The stories in that volume and the Kurtzman stories I discovered later brandished satire like a monkey-wrench: a wrench to throw amongst pop culture's gears or else employed to wrench all our perceptions just a quarter-twist towards the left, no icon left unturned. King Kong and Tarzan, Sherlock Holmes and Superman were rendered naked and absurd by the device of draping them with realistic failings and then setting them against a gross yet realistic world where Wonder Woman marries her romantic interest and ends up shackled to a stove, hemmed in by hyperactive kids. Where all the slapstick violence Maggie dishes out to Jiggs results in ugly bruises, blood-stained collars and the bleak depressions of a battered spouse.

The first time I met Harvey Kurtzman, it was in peculiar and somewhat inauspicious circumstances, over a hotel breakfast in San Diego. Julie Schwartz, aware of my admiration for Harvey's work, had decided to drag me over to the table that Kurtzman was sharing with Jack Davis and make introductions, which effectively made me feel like an awkward, party-crashing nerd from the very outset. Added to this, Harvey was still apparently nursing some obscure minor grievance of possibly pre-war origins against Schwartz, which he vented by pretending to mistake Julie for Robert Kanigher. Brief and largely bewildered introductions were made, and I returned to my orange juice and eggs.

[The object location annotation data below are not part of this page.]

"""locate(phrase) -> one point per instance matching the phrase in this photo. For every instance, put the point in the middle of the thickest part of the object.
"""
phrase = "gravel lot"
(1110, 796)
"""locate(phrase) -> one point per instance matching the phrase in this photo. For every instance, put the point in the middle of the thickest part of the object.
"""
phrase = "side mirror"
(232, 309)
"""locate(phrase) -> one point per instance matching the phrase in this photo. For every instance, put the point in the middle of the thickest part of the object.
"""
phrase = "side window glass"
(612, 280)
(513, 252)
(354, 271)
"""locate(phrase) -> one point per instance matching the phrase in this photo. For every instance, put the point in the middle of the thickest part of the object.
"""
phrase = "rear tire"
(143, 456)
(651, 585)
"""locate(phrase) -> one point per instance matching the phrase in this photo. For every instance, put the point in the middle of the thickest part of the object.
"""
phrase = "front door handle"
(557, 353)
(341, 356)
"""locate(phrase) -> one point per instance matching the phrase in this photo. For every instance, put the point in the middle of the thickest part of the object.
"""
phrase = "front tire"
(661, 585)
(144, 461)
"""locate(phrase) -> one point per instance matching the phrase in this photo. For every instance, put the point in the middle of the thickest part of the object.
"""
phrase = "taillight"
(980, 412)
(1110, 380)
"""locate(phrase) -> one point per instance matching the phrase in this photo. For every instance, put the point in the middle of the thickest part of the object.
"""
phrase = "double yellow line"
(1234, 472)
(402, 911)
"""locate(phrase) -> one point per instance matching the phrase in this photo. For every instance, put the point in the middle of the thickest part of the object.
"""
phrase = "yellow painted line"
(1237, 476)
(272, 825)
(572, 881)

The next time I met Harvey, it was halfway through what was, for personal reasons, probably the lousiest week of my life to date. As a confirmed stick-at-home, I was in France. As a certified convention-hater, I found myself attending the Grenoble comic convention. Beyond this, I was in the middle of a complex and painful relationship-breakdown and I felt wretched, a bone-marrow misery that went on for months.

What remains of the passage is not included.